Clayton, le dernier de la lignée, a tourné le dos à sa fratrie, et comme pour mettre le maximum de distance entre lui et les siens, il est devenu shérif du comté. 
À défaut de faire régner la loi, il maintient un semblant de paix. 
Jusqu’au jour où débarque Holly, un agent fédéral décidé à démanteler le trafic des montagnards. 
Clayton se résout alors à remonter là-haut pour proposer un marché à son frère. 
Il sait qu’il a une chance sur deux de ne pas en redescendre. 
Ce qu’il ignore, c’est que Holly en a fait une affaire personnelle, et que l’heure des pourparlers est déjà passée.





Brian Panowich, pour son premier roman, frappe un grand coup!

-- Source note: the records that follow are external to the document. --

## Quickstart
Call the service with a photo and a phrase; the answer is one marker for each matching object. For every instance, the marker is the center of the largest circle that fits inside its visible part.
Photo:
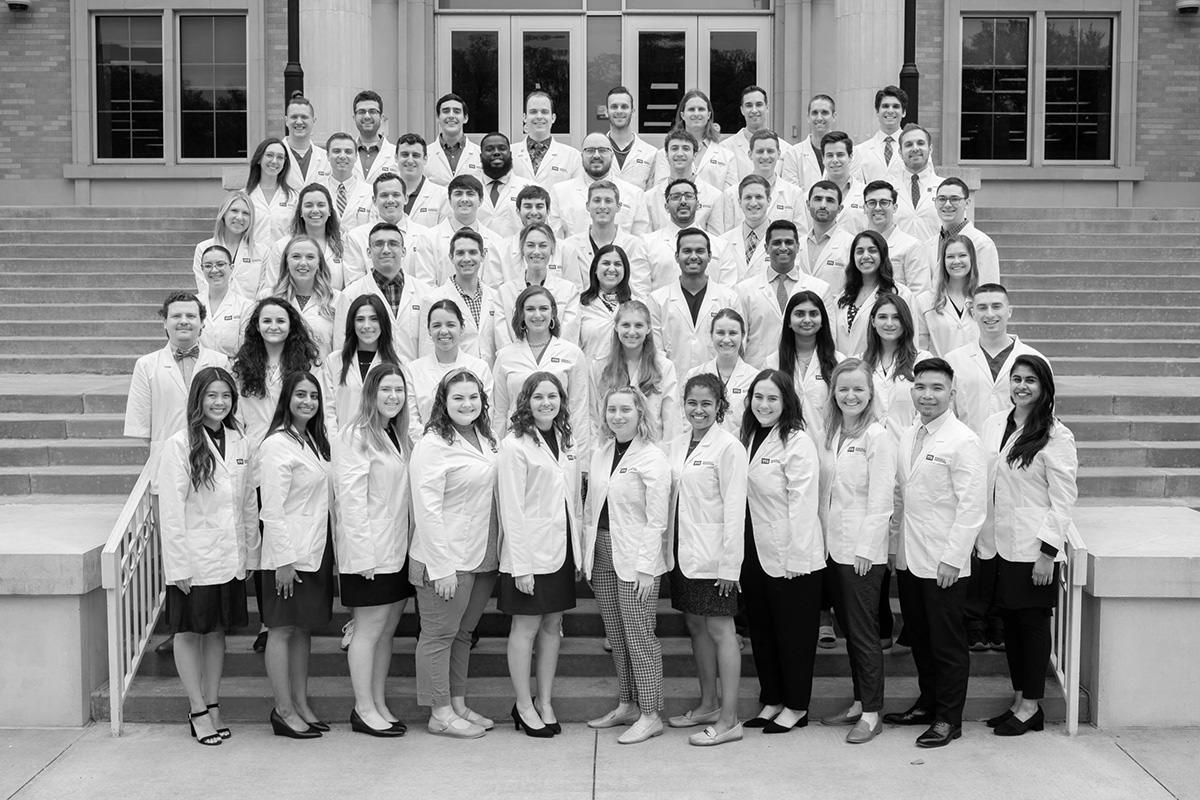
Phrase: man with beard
(826, 250)
(569, 214)
(682, 312)
(498, 209)
(635, 156)
(682, 202)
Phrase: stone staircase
(79, 288)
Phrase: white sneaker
(645, 728)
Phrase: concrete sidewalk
(155, 761)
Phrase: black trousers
(939, 639)
(857, 600)
(784, 617)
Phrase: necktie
(781, 289)
(918, 443)
(751, 244)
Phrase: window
(1018, 106)
(201, 113)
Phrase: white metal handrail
(1068, 621)
(132, 575)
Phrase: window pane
(474, 76)
(1079, 89)
(733, 65)
(209, 83)
(604, 66)
(995, 89)
(660, 76)
(547, 67)
(129, 88)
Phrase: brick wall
(35, 96)
(1168, 92)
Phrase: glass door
(666, 55)
(493, 61)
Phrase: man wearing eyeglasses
(375, 154)
(953, 199)
(910, 262)
(569, 198)
(916, 211)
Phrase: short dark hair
(447, 97)
(892, 91)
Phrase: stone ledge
(1141, 551)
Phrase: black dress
(552, 593)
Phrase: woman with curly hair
(540, 510)
(315, 217)
(208, 521)
(304, 282)
(634, 360)
(454, 557)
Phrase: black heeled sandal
(225, 733)
(210, 740)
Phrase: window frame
(1037, 167)
(87, 164)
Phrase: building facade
(1055, 102)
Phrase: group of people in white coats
(597, 403)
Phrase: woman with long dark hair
(367, 344)
(454, 555)
(371, 456)
(540, 551)
(298, 549)
(868, 276)
(1031, 495)
(208, 528)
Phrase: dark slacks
(784, 619)
(939, 639)
(857, 601)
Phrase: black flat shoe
(225, 733)
(1014, 727)
(940, 734)
(1000, 719)
(912, 716)
(281, 728)
(544, 732)
(359, 725)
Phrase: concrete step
(72, 452)
(1151, 366)
(1080, 214)
(89, 365)
(25, 425)
(1133, 428)
(1182, 455)
(109, 311)
(1085, 268)
(1139, 481)
(111, 479)
(576, 699)
(34, 346)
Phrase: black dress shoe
(1014, 727)
(912, 716)
(940, 734)
(359, 726)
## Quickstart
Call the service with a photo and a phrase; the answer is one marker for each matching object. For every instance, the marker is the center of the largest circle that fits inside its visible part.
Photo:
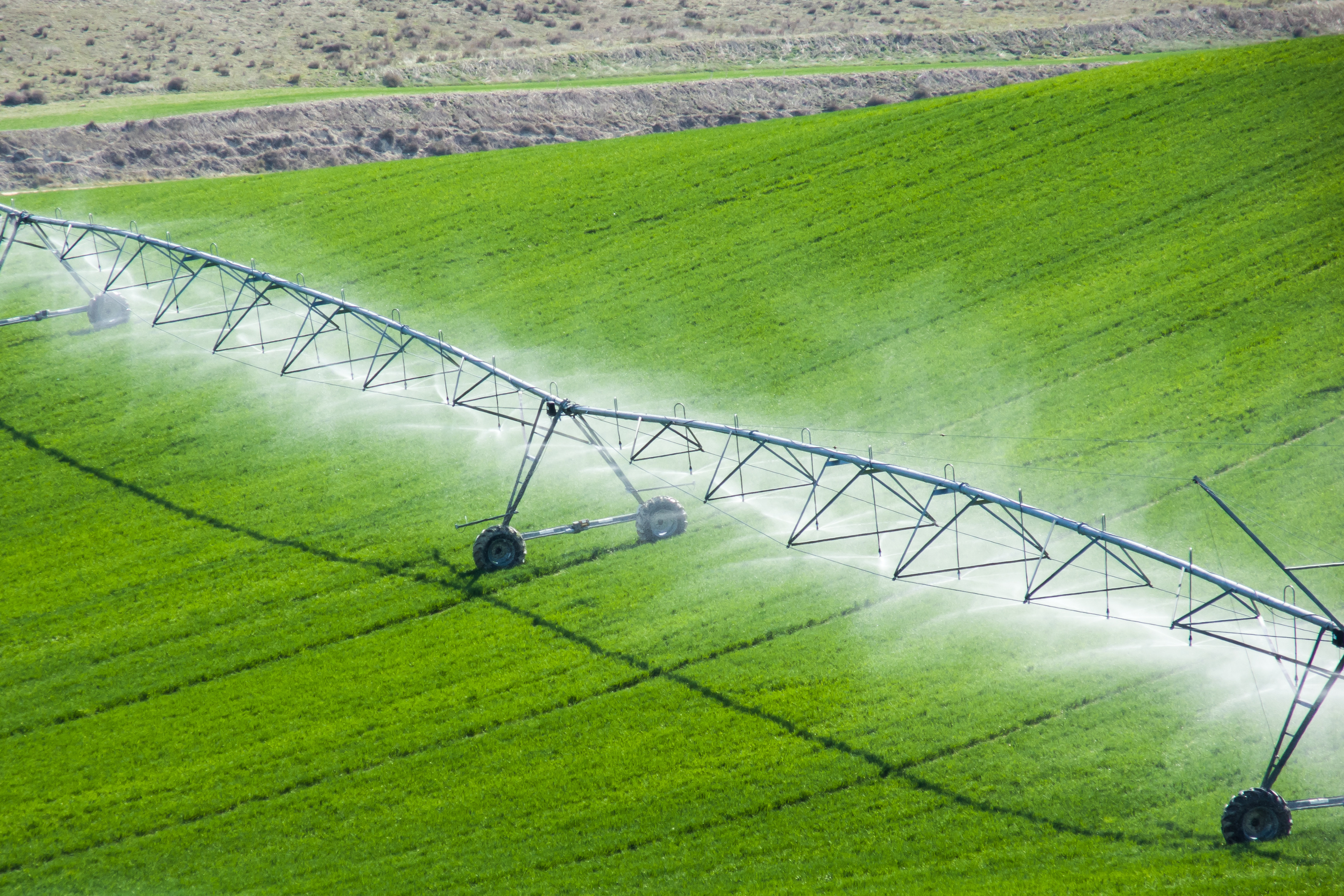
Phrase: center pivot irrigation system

Un vrai coup de cœur que ce livre avalé à toute vitesse. Une saga familiale sanglante, sur plusieurs générations, dans les montagnes de l'état de Géorgie. Un roman noir, poisseux comme on les aime, à mettre dans toutes les mains des aficionados du genre ! 

L'histoire utilise différents points de vue et s'étale sur au moins trois générations de Burroughs, une famille qui s'est tournée vers la drogue, les magouilles en tout genre et la violence depuis des lustres. Vivant dans les montagnes, ils semblent être - sont - dans un monde à part, faisant leurs propres lois, n'étant jamais inquiétés par la justice. 
Seul intrus de cette destinée familiale en faveur du crime? Clayton Burroughs, lequel est shérif de Bull Mountain et mène une vie honnête et tranquille dans la vallée au pied de la montagne, bien loin des tourments du clan familial - son frère Halford est le criminel numéro un de la région - une montagne dont il est devenu persona non grata suite à de tragiques évènements passés. Chacun mène sa vie dans son coin en ignorant l'autre, une sorte d'accord tacite entre eux pour que la paix règne au sein du comté. Jusqu'au jour où l'arrivée d'un agent fédéral change la donne : un deal est proposé à Halford afin de se ranger sans de fâcheuses conséquences pour lui et ses hommes. Clayton doit alors agir soit en tant qu'homme de loi, soit en tant que frère cherchant à protéger son nom et sa famille. Le duel fratricide est lancé! 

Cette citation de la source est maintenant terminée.